# Smoked Deviled Eggs



## link (Jan 13, 2017)

One of the guys I work with brought in a few dozen fresh eggs from his chickens yesterday so I grabbed a dozen and a half and made some smoked deviled eggs for the guys in my department.

Cold Smoked these for 2 hours last night with beech pellets.  













20170113_085640_resized.jpg



__ link
__ Jan 13, 2017






The guys have already started on them at 8:45 in the morning. They will be gone by lunch.

Thanks for looking 

Link


----------



## mowin (Jan 13, 2017)

That reminds me, I'm supposed smoke up some hard boiled eggs for egg salad. 

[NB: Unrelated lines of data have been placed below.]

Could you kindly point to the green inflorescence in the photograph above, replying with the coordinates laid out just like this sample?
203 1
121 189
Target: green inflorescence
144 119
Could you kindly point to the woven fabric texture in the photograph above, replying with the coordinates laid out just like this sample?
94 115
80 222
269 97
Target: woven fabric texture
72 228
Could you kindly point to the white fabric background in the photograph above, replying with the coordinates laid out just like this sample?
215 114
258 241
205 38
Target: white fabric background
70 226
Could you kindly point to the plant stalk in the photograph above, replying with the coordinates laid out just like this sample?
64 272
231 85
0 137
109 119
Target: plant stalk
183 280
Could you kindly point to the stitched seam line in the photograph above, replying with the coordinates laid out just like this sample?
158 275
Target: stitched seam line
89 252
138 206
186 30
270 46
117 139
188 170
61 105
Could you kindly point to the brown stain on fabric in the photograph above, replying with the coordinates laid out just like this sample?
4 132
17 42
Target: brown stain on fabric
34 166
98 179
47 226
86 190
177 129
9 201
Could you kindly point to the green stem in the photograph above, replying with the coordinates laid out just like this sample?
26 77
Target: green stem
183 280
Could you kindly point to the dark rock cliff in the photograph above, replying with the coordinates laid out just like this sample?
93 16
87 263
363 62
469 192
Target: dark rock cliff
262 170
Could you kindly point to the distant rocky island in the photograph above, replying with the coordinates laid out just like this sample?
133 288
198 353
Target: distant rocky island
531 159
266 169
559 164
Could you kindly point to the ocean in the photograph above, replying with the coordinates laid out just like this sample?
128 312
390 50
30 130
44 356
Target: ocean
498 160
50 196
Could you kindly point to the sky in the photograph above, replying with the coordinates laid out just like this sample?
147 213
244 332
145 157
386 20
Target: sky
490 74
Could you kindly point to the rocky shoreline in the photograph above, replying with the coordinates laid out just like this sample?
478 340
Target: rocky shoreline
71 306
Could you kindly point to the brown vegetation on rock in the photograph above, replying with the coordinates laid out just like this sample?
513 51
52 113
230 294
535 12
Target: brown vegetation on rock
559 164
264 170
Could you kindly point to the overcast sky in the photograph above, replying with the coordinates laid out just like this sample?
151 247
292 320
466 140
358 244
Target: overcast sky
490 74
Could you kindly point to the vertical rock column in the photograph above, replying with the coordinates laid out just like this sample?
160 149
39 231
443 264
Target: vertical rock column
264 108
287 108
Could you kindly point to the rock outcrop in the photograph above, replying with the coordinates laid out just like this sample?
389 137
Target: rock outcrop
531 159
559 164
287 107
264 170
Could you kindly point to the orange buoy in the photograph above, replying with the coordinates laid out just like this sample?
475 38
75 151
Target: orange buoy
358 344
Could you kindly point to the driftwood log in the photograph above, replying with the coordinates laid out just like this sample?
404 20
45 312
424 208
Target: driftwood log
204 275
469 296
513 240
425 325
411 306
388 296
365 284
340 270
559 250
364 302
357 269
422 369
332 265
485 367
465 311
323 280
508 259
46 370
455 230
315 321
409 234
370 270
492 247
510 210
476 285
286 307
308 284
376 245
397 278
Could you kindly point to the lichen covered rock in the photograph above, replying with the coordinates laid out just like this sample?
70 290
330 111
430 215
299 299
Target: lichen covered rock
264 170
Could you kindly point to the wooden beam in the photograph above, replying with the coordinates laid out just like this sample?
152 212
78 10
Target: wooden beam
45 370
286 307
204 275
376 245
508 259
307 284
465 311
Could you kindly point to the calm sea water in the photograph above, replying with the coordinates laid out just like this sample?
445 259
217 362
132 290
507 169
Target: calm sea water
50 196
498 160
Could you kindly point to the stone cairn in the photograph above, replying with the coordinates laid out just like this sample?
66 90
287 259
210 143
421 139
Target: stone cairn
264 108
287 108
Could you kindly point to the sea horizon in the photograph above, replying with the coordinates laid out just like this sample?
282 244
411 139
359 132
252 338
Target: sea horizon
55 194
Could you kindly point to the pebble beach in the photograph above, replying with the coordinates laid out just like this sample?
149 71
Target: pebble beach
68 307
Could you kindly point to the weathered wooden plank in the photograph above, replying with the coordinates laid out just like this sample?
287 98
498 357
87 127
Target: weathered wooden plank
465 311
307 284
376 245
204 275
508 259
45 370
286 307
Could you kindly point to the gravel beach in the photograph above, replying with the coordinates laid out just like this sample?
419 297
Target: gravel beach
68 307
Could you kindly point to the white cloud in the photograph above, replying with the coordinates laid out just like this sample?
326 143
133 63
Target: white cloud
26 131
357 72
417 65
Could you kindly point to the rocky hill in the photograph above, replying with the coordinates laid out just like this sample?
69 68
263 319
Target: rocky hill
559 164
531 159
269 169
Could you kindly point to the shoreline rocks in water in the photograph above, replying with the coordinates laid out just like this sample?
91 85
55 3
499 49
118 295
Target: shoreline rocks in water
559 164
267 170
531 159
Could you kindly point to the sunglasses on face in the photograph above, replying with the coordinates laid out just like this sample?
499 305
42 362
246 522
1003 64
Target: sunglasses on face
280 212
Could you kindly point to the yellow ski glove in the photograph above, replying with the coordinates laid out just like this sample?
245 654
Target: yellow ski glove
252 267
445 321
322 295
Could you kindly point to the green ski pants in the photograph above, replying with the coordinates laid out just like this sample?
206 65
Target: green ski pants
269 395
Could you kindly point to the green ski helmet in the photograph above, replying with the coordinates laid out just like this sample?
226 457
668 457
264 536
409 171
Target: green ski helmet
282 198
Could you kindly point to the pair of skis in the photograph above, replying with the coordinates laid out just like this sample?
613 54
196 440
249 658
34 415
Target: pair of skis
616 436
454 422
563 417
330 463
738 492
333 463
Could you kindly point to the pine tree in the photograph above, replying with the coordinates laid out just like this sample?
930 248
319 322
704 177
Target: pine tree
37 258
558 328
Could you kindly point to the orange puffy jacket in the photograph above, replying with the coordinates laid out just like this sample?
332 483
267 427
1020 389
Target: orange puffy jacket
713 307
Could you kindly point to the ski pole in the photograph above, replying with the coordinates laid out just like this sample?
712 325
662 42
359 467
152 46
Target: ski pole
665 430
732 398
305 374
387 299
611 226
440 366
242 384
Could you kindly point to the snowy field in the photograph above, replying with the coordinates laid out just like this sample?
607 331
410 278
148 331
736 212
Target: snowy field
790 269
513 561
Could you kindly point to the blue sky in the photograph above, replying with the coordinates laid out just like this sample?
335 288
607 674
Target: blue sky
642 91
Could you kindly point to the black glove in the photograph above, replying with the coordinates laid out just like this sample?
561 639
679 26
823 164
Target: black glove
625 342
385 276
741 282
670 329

Im thinking your eggs won't see lunch time. :drool


----------



## SmokinAl (Jan 13, 2017)

They look delicious!

It's very hard to eat just one, I bet they don't last long!

Al


----------



## buzzy (Dec 23, 2017)

Thought I’d bump to top for others who might have forgotten. Both smoked deviled eggs & smoked egg salad r BANGIN!!!


----------



## GaryHibbert (Dec 23, 2017)

Ha!!  I'd have no problem eating just one of those.  One dozen, that is.  I love deviled eggs but haven't tried smoking them.....yet.
Gary


----------



## buzzy (Dec 24, 2017)

I don’t smoke them but put hard boil eggs in mixture then make deviled or egg salad                         1 dozen hard boil eggs.               1 c water.                                   1/3 c soy sauce.                            1/4 c liquid smoke. (I know frowned on).                                  2 tsp sugar.                                   Mix all together then in frig for a few days. Also great sliced in salads


----------